Omicidio Brandonisio, Domenico Iania era capace di intendere e volere

La perizia psichiatrica ha stabilito che il 53enne Domenico Iania, accusato di aver ucciso a colpi di spranga la 34enne Chiara Brandonisio l'8 luglio 2010, era capace di intendere e volere. Il 9 giugno l'udienza conclusiva del processo

Da Piacenza a Bari per uccidere la donna con la quale per cinque aveva avuto una relazione virtuale in chat: al momento dell'omicidio Domenico Iania, il 53enne piacentino accusato dell'omicidio di Chiara Brandonisio, era capace di intendere e volere. Questo il risultato della perizia psichiatrica disposta su richiesta della difesa dello stesso, a processo con rito abbreviato per l'omicidio della 34enne originaria di Carbonara.

Secondo la ricostruzione dell'accusa, il giorno precedente all'omicidio, avvenuto l'8 luglio del 2010, Iania avrebbe affrontato un lungo viaggio in macchina da Piacenza a Bari, dove per 24 ore avrebbe pedinato e studiato i movimenti di Chiara Brandonisio mettendo a punto il piano criminale. La mattina dell'8 luglio Iania sarebbe quindi entrato in azione, aggredendo la vittima mentre in bicicletta si recava al lavoro, nel quartiere di Ceglie del Campo. L'avrebbe colpita ripetutamente con una spranga di ferro fino a fracassarle il cranio, per poi lasciarla agonizzante sul marciapiede.
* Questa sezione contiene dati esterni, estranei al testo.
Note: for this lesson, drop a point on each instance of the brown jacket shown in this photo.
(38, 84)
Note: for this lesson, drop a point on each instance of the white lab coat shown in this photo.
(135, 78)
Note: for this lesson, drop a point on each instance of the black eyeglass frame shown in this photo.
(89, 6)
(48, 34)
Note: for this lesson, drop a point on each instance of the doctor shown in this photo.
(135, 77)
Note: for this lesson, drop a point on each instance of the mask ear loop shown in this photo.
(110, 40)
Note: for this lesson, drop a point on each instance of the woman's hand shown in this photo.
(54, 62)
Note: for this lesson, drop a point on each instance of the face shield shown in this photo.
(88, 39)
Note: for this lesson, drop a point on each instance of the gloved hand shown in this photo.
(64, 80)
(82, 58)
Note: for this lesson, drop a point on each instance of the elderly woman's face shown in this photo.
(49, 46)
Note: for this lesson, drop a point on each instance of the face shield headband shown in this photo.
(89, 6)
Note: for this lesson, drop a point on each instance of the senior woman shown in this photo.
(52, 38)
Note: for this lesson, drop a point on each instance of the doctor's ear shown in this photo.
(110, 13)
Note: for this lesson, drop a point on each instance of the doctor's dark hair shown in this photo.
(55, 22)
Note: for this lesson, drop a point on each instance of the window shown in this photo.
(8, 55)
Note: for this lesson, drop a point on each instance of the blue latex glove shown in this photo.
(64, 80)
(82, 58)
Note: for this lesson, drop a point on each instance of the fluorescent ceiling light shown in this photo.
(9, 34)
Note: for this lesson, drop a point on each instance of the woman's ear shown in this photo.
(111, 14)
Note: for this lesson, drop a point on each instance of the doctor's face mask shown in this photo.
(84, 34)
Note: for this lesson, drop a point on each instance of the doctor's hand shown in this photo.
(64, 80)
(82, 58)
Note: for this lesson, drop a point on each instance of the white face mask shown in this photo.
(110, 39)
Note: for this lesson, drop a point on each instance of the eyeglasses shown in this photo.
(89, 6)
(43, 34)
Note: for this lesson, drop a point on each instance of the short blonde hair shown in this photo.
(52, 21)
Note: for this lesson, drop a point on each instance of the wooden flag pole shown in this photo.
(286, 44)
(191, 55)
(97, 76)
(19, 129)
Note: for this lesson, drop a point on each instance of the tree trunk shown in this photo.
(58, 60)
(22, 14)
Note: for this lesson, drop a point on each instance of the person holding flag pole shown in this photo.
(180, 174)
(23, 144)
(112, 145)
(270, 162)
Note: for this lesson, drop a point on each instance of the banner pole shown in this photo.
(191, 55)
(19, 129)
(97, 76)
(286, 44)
La vittima morì dopo qualche giorno in ospedale.

Iania, che fu rintracciato e arrestato nella sua casa di Piacenza cinque giorni dopo l'omicidio, avrebbe agito per gelosia nei confronti della donna, che dopo cinque mesi aveva deciso di troncare la loro relazione virtuale perchè aveva cominciato a frequentare un uomo di Bari.

Il 9 giugno si terrà l'ultima udienza del processo con rito abbreviato a carico di Iania, in cui sono Parti Civili la mamma e i tre fratelli di Chiara. Quel giorno il pm che ha coordinato le indagini, Ciro Angelillis, terrà la requisitoria e, nello stesso giorno, è prevista la sentenza.